Figure 11b. Left: RNA in situ hybridization for Scn1a (white) and Gria4 (red) in parallel with immunohistochemistry for GFP (green) in the frontal cortex of animals injected with Mef2a/c shRNA showed decreased levels of Scn1a and Gria4 transcripts in cells expressing GFP along with the shRNA construct (top, representative image). Right: Quantification of Scn1a (left; t-test p-value = 0.0168) and Gria4 (right; t-test p-value = 0.0015) intensity in either GFP positive (n=20 from four animals) of GFP negative (n=27 from 4 animals) cells.

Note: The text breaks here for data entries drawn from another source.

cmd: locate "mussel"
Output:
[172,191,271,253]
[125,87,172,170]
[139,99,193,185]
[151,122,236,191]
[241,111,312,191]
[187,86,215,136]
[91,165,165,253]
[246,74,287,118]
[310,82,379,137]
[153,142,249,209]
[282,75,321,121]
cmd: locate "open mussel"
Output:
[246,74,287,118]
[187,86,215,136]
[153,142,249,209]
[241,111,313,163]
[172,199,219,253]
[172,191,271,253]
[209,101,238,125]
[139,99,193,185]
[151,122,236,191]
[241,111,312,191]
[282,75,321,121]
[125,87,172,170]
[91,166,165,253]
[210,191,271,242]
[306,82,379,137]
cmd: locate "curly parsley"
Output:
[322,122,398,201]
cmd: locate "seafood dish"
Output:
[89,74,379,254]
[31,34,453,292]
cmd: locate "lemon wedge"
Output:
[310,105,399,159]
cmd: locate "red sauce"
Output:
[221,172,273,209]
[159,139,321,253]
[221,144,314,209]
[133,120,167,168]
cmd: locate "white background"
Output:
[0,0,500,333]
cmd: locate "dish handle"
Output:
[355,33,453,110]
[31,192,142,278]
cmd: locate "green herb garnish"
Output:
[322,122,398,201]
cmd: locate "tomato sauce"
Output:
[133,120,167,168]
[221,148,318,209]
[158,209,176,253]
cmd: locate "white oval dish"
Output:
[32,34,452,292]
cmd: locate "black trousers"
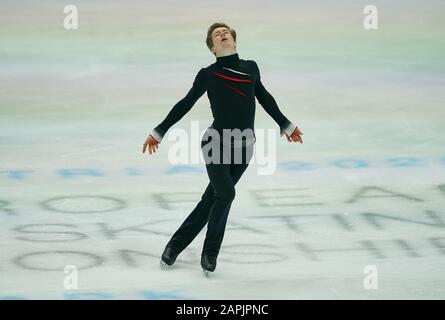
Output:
[167,136,253,257]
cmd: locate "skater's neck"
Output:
[216,52,239,66]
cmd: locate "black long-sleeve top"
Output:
[152,53,296,142]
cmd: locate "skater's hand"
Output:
[285,127,303,143]
[142,134,159,154]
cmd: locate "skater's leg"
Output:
[203,142,253,256]
[167,183,214,252]
[202,163,235,256]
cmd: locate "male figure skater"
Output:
[142,22,303,276]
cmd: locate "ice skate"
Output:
[160,246,179,270]
[201,254,216,278]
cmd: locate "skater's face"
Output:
[212,27,236,56]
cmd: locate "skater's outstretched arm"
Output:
[252,60,303,143]
[142,68,207,154]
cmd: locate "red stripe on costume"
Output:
[224,83,246,96]
[212,71,252,82]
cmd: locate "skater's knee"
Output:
[216,188,235,201]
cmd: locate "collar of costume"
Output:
[216,53,239,66]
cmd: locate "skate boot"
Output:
[201,253,216,277]
[161,246,179,269]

3.2 Environmental enrichment rescues tauopathy-induced hyperexcitability, and is associated with increased levels of Mef2a

With human bulk and single-cell transcriptomic analysis pointing to a role for Mef2 transcriptional activity in excitatory neurons promoting cognitive resilience (CgR), we next asked if enrichment and Mef2 activity could actively rescue and promote resilience in the context of neurodegeneration. To do this we turned to the PS19 transgenic mouse model of tauopathy and neurodegeneration, which expresses the human tau protein harboring the P301S disease-causing mutation that leads to frontal temporal dementia (70). First, we examined RNA sequencing from neurons purified from 2-month-old PS19 mice and found that genes that are down-regulated in PS19 mice are enriched for components of the GABA receptor complex and inhibitory ligand-gated ion channels (Figure 12A, left). PS19 down-regulated genes are also significantly enriched for targets of the Mef2 family (Figure 12A, right). This data suggests that the transcriptional

network preserved in CgR might share salient features with the one that is suppressed in P301S-induced tauopathy.